We believe that it is essential that the Church plans to leverage its under-used facilities to address human migration, which we only can expect to increase in the coming century.

In partnership with the Georgetown Program on Forced Migration we can bring tremendous analytic power to understand how migration relates to the Church and her resources. We can work with your organization to better understand how to allocate resources, leverage underused facilities and rapidly and intelligently respond to migration crises.

“There is a need to incorporate the history, culture and architecture of each place, thus preserving its original identity. Ecology, then, also involves protecting the cultural treasures of humanity in the broadest sense.”

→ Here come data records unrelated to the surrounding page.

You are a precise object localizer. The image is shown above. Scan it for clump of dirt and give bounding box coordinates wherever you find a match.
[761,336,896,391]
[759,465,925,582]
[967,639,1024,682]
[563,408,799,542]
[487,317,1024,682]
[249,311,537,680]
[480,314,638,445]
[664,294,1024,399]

—Pope Francis I, Laudato Si, par. 143


“the extraordinarily expressive and symbolic capacity of the artistic forms and motifs, as well as the innovative architectural and sculptural techniques, evokes the supreme Source of all beauty.” (Excerpt from the Recollections of His Holiness Benedict XVI of his Apostolic Journey to Santiago de Compostela and Barcelona, 10 November 2010).

Good architecture has the power to evoke awe, shape experiences, and make individuals contemplate the world in new ways while enabling its users fulfill their necessary functions in a space. There may be no organization in the world that oversees as many timeless architectural cultural artifacts as the Catholic Church. Our Regenerative Real Estate services enable religious communities identify important cultural heritage sites and, if they need to be sold to meet financial needs, work to ensure that real estate transactions occur with buyers who will continue to use the space for a mission-oriented goals that support stewardship, community development, and preserve important architectural heritage.

GoodLands Data Systems provide a platform for Catholic communities and diocese to coordinate connect with individuals and organizations who are willing to responsibly steward the property.